Chapter Text
As much as Darcy Lewis would have loved to pal around with Doctor Jane Foster as an unpaid intern for the rest of her life, that just wasn’t practical. So Darcy pulled up her big girl panties and (finally) finished up her political science degree at Culver. She got a job as an aide to a congressman from Brooklyn, so off to New York she went. She managed to make her way to Manhattan to visit Jane at the newly rechristened Avengers Tower once or twice, but the trip was horrendous. Darcy loved the eclectic feel of Brooklyn, but she hatted the hustle and bustle of Manhattan. It was like no one ever stopped to take a breath. So she persuaded Jane into a biweekly dinner date at an amazing pizza place down the block from her apartment and avoided Manhattan all together.
Now, Darcy was one of the lucky recent graduates who had been able to find a job, but that didn’t mean that the salary was anywhere near adequate. She managed to find a tiny shoebox of an apartment in a building that her neighbors insisted was owned by someone named Hawkguy. Darcy didn’t like to think about the type of whack job that would want to be called Hawkguy. He sounded like a cheap knock off of the Avenger with the bow and arrow.
So Darcy had found her place in life, working ridiculous hours at the congressman’s office before dragging her ass up to her fourth floor walkup and vegging out in front of endless marathons of whatever was next on her Netflix cue. If she had managed to make it to the corner store at some point during the week, there might even be ice cream for her to chow down on.
One night, Darcy passed out in front of her TV while episode after episode of the latest House of Cards season exhausted her laptop battery. She was jolted awake by a shrill and persistent fire alarm. A quick glance at her cell phone showed that it was almost three in the morning. Darcy weighed the fact that she had to be awake in four hours against the possibility that she might die in an apartment fire before deciding that there was no way she was getting back to sleep. She threw her comfiest, oldest sweatshirt on over the clothes she had fallen asleep in and trudged outside.
She stood on the sidewalk outside her building, slightly apart from her neighbors. Darcy was not a morning person (and yes 3:00 am definitely counted as morning). She was pleasantly surprised when she was joined by a rather stocky but well defined man she had never seen before wearing nothing but a pair of boxers with eagles on them. Now that wasn’t something Darcy and her big mouth could notice and not comment on.

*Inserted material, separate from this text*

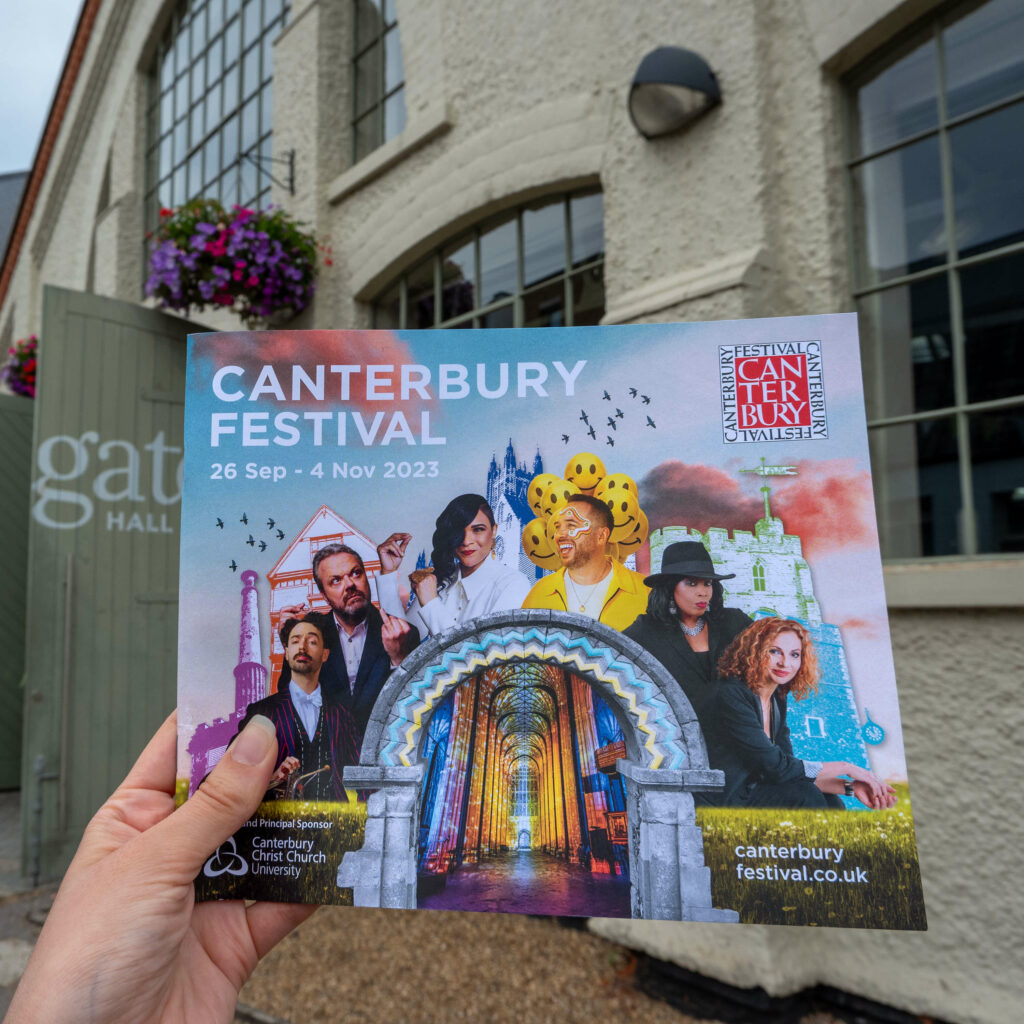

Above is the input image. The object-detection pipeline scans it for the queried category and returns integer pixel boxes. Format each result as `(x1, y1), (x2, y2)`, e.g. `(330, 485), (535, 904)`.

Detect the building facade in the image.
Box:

“Dude, are you wearing underwear with eagles on them?” she asked.
“They’re hawks,” he said, looking slightly affronted. “Eagles have white feathers on their heads.”
“Those are only bald eagles,” Darcy said. “And I guess the question now is why.”
“They were a gag gift,” he said. “Kind of a play on a nickname.” He scratched his the back of his neck, looking slightly uneasy.
“Wait a minute,” Darcy nearly screamed, making her new companion jump a bit. “Are you that Hawkguy the dude in 4D won’t shut up about?”
“Ugh, how many times do I need to tell him that it’s Hawkeye, not guy,” he said.
“Like the Avenger?” Darcy screeched.
“Yeah, yeah,” the dude (Hawkeye!) said. “No need to yell about it. Most people call me Clint.”
“Well, Clint, am I excited to meet you,” Darcy continued at a slightly more subdued volume. “Jane told me all about those pranks you pull on Stark. Glitter in Dumm-e’s fire extinguisher? Brilliant!”
“Wait, you know Doc Foster?” Clint asked. “Holy shit, you’re the intern aren’t you? Lewis, right?”
“The very same,” Darcy said with a slight bow. “Acclaimed scientist herder and taser of Norse gods.” She gave Clint a very obvious once over. “Funny. Jane never mentioned how jacked you are.”
It was almost too dark to see, but Clint blushed from the roots of his hair to his collarbones. “Yeah, um, she probably has very high standards for muscles now, considering she’s the god of thunder’s main squeeze,” he said.
“And only squeeze” Darcy laughed. “It’s a shame though. I would have made the trek out to the tower more often if I knew I would have run into you.”
“Well, you said you were a fan of the glitter extinguisher,” Clint said, “Why don’t you help me plan out my next prank. I’m thinking something huge that may or may not involve some penis-shaped confetti that I had to special order.”
Darcy’s eye widened in excitement. She stuck her hand out to shake Clint’s. “I have a feeling this is the beginning of something beautiful, Hawkguy.”
“Not you too,” Clint groaned. He shook her hand anyway.